Culot ou inconscience, disions-nous. Car son dernier roman, La police des fleurs, des arbres et des forêts, s’ouvre sur un dialogue imaginaire (avec son lecteur, vous, nous ?)
au cours duquel un narrateur désigne ce qui va suivre : « une
histoire policière pas comme les autres », avec « un coup de théâtre
final époustouflant qui remet tout le récit en cause. » Pas moins !
On s’y lance donc avec la volonté de ne pas se faire avoir –
pas nous, qui sommes prévenu, quand même ! Et on guette le coup de théâtre
annoncé avec la certitude qu’il n’aura aucun effet, et surtout pas les
conséquences majeures de la prédiction initiale.
Et puis, patatras ! Oui, il faut l’avouer, la surprise
en est vraiment une. C’est bluffant. Vous voilà doublement prévenus, lecteurs
et lectrices qui, peut-être, aimez aussi les pièges littéraires…
En 1961, dans le paisible village de P., un horrible crime a
été découvert : le corps de Joël, que tout le monde aimait, a été retrouvé
en morceaux dans une cuve à cuisson de l’usine de confitures locales dont le maire
est l’ambitieux propriétaire. Une véritable tragédie, selon l’expression du
garde champêtre local, Jean-Charles Provincio. « Il a quelque chose du
gendarme de Guignol, brun, grande moustache, des manières que je qualifierais
de bourrues, que son accent du terroir n'arrange guère », note dans son
premier rapport à « Madame la procureur de la République » le jeune
et brillant enquêteur venu de la ville pour identifier et arrêter le coupable.
Nous avons de la chance : le téléphone est en panne et toutes les
communications se font donc par courrier – le romancier a pensé à tout, il ne
manquera pas un mot aux conversations et interrogatoires qu’enregistre
l’officier de police. Ni une fleur dans le décor.
Une fleur, d’ailleurs, semble un indice : elle a été
retrouvée avec les morceaux du corps, elle est rare et ne pousse pas à l’état
sauvage, elle est belle. Aussi belle que la fleuriste à qui l’officier de
police conte fleurette, ce qui ne semble pas déplaire à l’intéressée.

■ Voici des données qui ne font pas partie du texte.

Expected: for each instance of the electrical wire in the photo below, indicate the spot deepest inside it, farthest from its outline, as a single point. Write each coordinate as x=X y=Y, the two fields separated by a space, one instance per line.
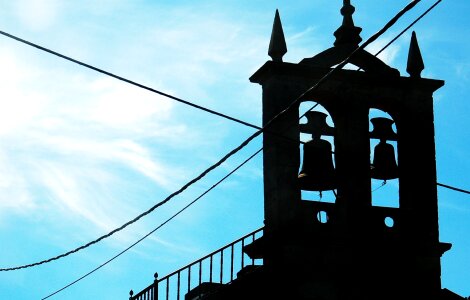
x=127 y=80
x=155 y=229
x=453 y=188
x=374 y=37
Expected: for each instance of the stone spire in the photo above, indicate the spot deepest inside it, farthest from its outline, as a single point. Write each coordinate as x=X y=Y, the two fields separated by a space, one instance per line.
x=415 y=61
x=277 y=45
x=347 y=33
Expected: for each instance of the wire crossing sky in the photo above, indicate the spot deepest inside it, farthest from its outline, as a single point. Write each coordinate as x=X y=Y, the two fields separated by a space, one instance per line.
x=132 y=149
x=232 y=152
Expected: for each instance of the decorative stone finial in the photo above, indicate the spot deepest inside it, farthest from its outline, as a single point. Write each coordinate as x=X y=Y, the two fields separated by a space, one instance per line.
x=277 y=45
x=347 y=33
x=415 y=61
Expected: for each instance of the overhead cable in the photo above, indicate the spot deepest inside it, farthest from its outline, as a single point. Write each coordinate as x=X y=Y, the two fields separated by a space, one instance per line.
x=390 y=23
x=127 y=80
x=155 y=229
x=453 y=188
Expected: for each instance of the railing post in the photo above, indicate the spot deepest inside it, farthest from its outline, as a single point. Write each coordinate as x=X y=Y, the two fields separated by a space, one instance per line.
x=155 y=286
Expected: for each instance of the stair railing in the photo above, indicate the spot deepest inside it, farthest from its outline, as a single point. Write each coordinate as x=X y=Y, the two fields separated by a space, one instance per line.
x=212 y=268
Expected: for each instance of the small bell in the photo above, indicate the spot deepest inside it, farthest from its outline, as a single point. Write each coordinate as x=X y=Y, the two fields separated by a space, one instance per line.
x=317 y=172
x=384 y=165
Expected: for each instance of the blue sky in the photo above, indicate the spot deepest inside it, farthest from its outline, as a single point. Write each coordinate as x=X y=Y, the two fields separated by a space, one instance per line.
x=82 y=153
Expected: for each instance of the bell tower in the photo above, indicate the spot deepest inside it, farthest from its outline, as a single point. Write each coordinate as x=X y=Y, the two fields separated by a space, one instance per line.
x=351 y=252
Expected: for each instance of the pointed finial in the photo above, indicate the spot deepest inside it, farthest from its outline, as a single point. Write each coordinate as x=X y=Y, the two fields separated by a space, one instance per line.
x=415 y=61
x=347 y=33
x=277 y=45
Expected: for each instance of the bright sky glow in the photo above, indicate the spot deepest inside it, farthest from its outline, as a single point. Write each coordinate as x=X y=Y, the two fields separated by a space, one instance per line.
x=82 y=153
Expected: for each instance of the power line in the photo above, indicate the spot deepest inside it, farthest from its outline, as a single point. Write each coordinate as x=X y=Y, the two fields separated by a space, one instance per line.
x=374 y=37
x=453 y=188
x=128 y=80
x=155 y=229
x=408 y=27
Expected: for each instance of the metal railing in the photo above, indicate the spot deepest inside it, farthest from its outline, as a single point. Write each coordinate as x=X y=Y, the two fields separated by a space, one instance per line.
x=210 y=271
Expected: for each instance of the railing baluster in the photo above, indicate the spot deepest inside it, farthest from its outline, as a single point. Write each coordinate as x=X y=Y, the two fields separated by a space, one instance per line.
x=210 y=276
x=178 y=286
x=253 y=240
x=221 y=266
x=231 y=263
x=167 y=288
x=189 y=278
x=243 y=254
x=200 y=272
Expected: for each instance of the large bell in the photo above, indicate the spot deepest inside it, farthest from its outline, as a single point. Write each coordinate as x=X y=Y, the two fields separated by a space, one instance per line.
x=317 y=172
x=384 y=165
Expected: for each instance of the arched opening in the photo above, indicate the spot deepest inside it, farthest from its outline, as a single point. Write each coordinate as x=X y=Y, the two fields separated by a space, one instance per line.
x=384 y=163
x=317 y=167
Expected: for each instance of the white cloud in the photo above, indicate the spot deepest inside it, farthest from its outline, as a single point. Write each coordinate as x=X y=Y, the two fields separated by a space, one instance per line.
x=38 y=14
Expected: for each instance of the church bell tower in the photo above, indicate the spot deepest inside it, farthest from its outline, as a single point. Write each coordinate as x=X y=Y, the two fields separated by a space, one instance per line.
x=349 y=248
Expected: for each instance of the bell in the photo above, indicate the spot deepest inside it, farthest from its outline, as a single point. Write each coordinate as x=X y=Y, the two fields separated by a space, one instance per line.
x=317 y=172
x=384 y=165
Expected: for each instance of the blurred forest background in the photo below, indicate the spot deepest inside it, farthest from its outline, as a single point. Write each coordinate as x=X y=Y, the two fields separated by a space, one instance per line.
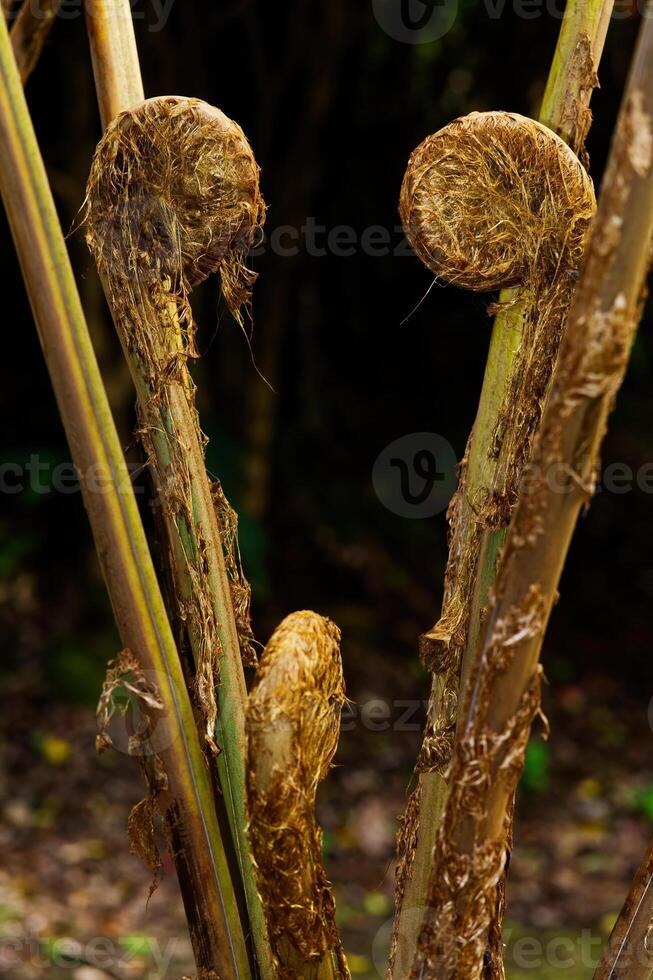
x=333 y=106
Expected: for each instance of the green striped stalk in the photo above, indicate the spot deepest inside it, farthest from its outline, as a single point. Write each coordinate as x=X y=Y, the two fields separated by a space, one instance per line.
x=504 y=693
x=564 y=107
x=119 y=87
x=187 y=806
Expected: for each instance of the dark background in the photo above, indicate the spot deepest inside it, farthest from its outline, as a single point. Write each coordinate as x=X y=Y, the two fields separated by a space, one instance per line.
x=332 y=106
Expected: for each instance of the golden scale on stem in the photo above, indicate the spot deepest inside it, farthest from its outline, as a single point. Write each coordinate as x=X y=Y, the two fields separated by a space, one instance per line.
x=471 y=846
x=178 y=780
x=293 y=723
x=488 y=473
x=173 y=195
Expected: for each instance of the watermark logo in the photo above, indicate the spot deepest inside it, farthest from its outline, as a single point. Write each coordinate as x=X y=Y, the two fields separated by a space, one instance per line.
x=415 y=21
x=415 y=476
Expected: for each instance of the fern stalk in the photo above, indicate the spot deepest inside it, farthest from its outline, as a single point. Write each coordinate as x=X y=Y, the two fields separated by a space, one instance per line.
x=564 y=107
x=119 y=87
x=504 y=696
x=628 y=954
x=187 y=805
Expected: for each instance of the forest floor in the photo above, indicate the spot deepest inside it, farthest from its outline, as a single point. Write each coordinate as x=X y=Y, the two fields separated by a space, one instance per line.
x=73 y=902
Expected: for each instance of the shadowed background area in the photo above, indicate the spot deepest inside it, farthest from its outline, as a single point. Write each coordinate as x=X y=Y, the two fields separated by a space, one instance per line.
x=333 y=100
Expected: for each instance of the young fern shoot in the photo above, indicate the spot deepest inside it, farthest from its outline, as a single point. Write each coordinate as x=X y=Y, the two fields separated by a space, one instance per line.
x=565 y=110
x=293 y=722
x=493 y=200
x=173 y=196
x=179 y=784
x=471 y=845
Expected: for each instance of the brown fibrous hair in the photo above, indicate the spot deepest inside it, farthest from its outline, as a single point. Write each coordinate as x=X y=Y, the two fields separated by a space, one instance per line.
x=175 y=185
x=293 y=723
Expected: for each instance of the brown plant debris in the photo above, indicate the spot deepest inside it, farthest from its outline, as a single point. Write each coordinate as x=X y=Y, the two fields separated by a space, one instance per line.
x=173 y=195
x=496 y=200
x=125 y=674
x=241 y=590
x=454 y=936
x=576 y=115
x=293 y=723
x=490 y=201
x=174 y=190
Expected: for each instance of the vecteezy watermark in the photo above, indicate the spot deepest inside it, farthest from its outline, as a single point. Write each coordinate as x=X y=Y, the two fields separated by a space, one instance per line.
x=524 y=951
x=416 y=21
x=99 y=953
x=415 y=475
x=425 y=21
x=155 y=12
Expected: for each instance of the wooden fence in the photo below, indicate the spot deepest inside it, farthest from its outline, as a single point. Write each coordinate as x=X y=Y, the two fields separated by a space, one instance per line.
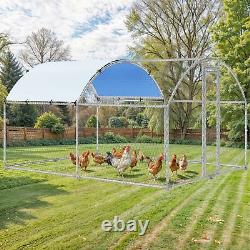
x=23 y=134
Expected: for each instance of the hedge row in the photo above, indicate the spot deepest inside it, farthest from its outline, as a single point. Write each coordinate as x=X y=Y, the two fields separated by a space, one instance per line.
x=112 y=138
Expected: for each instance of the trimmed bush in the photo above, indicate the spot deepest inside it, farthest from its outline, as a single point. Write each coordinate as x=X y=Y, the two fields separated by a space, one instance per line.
x=148 y=139
x=110 y=137
x=51 y=121
x=118 y=122
x=92 y=122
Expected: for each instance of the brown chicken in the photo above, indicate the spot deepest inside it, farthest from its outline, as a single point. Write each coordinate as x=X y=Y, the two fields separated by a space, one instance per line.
x=117 y=154
x=183 y=163
x=141 y=156
x=98 y=159
x=125 y=162
x=133 y=159
x=84 y=160
x=72 y=157
x=173 y=164
x=154 y=167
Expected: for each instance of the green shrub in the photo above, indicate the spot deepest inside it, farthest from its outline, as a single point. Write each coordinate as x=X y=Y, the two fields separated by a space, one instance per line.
x=118 y=122
x=58 y=128
x=132 y=124
x=1 y=122
x=51 y=121
x=110 y=137
x=148 y=139
x=142 y=120
x=92 y=122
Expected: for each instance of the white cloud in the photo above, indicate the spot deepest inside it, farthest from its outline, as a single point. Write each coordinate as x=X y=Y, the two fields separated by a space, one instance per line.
x=105 y=34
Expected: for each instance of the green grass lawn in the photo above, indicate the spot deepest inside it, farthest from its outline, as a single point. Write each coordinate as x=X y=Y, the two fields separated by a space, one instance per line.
x=24 y=155
x=50 y=212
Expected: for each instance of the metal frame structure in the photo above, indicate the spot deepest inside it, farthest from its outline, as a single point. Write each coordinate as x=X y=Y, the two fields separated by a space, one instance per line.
x=156 y=103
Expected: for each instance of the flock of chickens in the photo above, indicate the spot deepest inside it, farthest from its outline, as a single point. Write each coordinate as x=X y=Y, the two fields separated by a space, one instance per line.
x=123 y=160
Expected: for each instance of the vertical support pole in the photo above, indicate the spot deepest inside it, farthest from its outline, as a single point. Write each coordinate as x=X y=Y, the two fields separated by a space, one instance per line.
x=218 y=121
x=204 y=121
x=246 y=121
x=77 y=140
x=4 y=135
x=166 y=141
x=97 y=129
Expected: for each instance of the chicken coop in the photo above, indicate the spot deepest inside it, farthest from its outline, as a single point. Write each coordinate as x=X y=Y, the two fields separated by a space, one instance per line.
x=119 y=121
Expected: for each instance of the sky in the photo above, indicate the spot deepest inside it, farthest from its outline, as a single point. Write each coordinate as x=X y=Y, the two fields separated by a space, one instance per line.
x=92 y=28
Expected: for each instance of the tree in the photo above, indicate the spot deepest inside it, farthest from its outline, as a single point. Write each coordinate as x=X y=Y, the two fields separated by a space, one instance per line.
x=118 y=122
x=231 y=37
x=173 y=29
x=51 y=121
x=3 y=94
x=43 y=46
x=23 y=115
x=10 y=71
x=4 y=43
x=92 y=122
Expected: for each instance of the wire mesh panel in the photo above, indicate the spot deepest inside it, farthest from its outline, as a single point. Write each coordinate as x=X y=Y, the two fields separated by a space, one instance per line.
x=45 y=139
x=120 y=130
x=175 y=136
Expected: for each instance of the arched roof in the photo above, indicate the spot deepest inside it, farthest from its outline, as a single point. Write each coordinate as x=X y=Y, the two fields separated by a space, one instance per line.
x=70 y=80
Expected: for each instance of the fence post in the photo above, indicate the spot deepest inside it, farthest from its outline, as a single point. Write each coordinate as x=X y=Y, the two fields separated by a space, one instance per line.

Mais restons-en à l’enquête, quoiqu’elle soit sans cesse
perturbée par des détails à l’importance variable, quoique la correspondance
officielle entre l’officier de police et sa procureure prenne parfois un ton
incongrûment familier. Quoique, surtout, la supériorité de l’homme des villes
par rapport aux bouseux de la campagne l’empêche de voir ce qui aurait dû lui
paraître évident – et qui ne sera évident, pour lui comme pour nous, que tout à
la fin.
On s’amuse bien de ce qui, après coup, nous amusera encore,
pour d’autres raisons. Romain Puértolas a réussi son pari.